As-tu envisagé de faire carrière en cyclo-cross ?
J'ai toujours un peu rêvé de ça chez les Juniors et même dans mes premières saisons Espoirs. J'y ai pensé, c'est vrai, mais je me suis vite rendu compte que ça n'allait pas être possible en France car il n'y avait pas les structures pour. Et puis, lorsque j'ai commencé à toucher du doigt un niveau "élevé" sur la route, en DN1 puis sur des courses de Classe 2, ça m'a aussi donné d'autres envies, et d'autres idées. Je crois que pour faire carrière en cross, la seule solution aurait été de se rendre en Belgique, mais ça n'aurait pas été l'idéal pour moi. Les Belges et les Néerlandais ont quand même une mentalité un peu différente de la nôtre et ça n'aurait pas été facile de s'imposer là-bas. Ce n'était pas la solution. Je n'étais pas prêt à m'expatrier là-bas.

Ces derniers mois, on a vu des crossmans comme Mathieu Van der Poel, Wout Van Aert ou Clément Venturini remporter des courses sur la route...

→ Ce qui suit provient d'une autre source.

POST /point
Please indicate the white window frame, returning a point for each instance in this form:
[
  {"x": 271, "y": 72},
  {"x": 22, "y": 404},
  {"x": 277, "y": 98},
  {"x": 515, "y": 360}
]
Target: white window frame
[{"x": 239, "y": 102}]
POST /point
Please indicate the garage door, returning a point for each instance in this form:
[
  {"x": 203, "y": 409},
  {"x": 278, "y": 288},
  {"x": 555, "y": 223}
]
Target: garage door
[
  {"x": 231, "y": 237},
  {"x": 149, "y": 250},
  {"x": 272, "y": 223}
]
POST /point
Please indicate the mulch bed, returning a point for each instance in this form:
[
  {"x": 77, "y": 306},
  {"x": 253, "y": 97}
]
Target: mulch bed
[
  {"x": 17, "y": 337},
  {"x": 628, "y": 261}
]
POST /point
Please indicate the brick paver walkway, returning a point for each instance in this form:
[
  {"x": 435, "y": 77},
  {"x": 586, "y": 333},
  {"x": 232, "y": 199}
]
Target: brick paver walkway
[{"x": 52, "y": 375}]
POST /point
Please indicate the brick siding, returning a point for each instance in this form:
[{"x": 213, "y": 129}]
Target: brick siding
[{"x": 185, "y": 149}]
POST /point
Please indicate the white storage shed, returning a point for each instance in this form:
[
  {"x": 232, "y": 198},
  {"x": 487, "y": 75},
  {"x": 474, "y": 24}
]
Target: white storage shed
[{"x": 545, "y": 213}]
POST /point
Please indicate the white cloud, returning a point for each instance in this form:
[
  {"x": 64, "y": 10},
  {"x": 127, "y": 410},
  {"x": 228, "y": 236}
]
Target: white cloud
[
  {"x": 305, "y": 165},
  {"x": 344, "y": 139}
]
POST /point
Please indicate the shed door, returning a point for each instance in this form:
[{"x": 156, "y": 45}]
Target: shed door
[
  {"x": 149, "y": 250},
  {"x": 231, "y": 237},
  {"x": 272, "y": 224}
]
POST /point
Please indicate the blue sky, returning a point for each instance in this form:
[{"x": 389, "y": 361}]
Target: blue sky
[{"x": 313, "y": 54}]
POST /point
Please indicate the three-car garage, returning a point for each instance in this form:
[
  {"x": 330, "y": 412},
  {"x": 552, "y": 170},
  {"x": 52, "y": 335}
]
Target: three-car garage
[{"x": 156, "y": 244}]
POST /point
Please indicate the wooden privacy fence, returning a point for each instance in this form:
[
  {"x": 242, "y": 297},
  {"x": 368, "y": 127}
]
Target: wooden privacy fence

Je ne suis pas surpris, ça montre forcément un potentiel. Si tu marches en cross au niveau mondial, il n'y a vraiment pas de raison que ça ne le fasse pas aussi sur la route et ce n'est pas nouveau ! Un mec comme Francis Mourey a fait Top 20 sur un Tour d'Italie. On voit Clément Venturini, Fabien Doubey ou Julian Alaphilippe qui ont réussi à percer sur la route si on prend l'exemple d'autres français... C'est très bien.

Le cyclo-cross va-t-il devenir un simple tremplin pour faire carrière sur la route ?
C'est possible ! Et c'est quand même dommage car le cross est une discipline à part entière. Mais si ça sert de tremplin, c'est déjà une bonne chose. Ca donne de la valeur à la discipline malgré tout.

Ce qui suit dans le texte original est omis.